Not quite sure where I’m going with this btw, but let’s see. There’s been a lot of Swans chat over in the artists it took you a long time to GET thread. I’ve found them impossible to listen to since the allegation of rape made by Larkin Grimm against Michael Gira.
At this point it looks unlikely that there will ever be any resolution on the truth of the matter. Clearly, this is nothing to do with me - the real impact, whatever actually happened, is on the lives of the people involved and those around them. I don’t want to debate the he-said/she-said of the situation. I guess I want to explore my feelings on how this does/should impact how I engage with Swans as art.
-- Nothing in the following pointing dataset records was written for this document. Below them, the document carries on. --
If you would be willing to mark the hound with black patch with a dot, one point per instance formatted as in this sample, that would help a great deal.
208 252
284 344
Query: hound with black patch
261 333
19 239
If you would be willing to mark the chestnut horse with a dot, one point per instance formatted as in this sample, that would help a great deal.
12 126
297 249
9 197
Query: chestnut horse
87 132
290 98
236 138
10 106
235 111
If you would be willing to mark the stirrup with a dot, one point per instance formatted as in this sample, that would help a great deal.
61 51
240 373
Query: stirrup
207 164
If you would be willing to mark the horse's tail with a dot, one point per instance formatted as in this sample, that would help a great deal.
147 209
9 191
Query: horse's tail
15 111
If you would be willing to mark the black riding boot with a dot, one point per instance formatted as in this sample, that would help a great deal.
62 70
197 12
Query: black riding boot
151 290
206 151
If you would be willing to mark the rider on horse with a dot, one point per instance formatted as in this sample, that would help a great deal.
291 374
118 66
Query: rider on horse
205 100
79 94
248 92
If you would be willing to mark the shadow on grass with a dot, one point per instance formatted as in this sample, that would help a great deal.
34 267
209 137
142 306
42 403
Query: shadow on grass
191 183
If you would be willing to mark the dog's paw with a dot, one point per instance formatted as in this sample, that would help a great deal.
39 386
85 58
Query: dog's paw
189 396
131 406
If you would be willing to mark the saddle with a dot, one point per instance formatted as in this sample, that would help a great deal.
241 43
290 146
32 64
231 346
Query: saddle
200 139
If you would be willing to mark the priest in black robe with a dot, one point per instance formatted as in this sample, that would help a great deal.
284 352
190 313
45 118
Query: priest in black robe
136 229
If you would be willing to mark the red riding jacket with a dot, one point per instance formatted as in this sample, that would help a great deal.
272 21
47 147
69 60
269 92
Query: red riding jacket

For the record, I adore the music Swans have created. Their entire discography is astonishing and they would be serious contenders for my top 10 bands of all time. So why can’t I listen to them right now? I think it’s partly because doing so is to tacitly brush under the rug the knowledge that so many rapes go unreported or/because the allegations can’t be substantiated. Because that’s what’s happening here, although Larkin Grimm is not pressing any charges in any case. Of course, this flies in the face of innocent-until-proven-guilty (but, of course, there are major issues with the way defendants are viewed and treated for this type of crime).
Then there’s the time element. What about all the Swans records from before the time of the incident? For argument’s sake, let’s assume the allegation is true. Should albums which were made 10, 20 years earlier be tarnished or off-limits? I’ve already bought them - it’s not like I’m throwing royalties towards (for argument’s sake) a criminal. Can I listen to the first portion of their career without feeling, for lack of a better word, guilty? And how does the allegation recontextualise that work? Can I listen to ‘Raping a Slave’ in the same way?
I’m rambling a bit now. I’d be interested to get others’ takes on this. I hope I’m treating the topic with due sensitivity - do call me out if I’m not.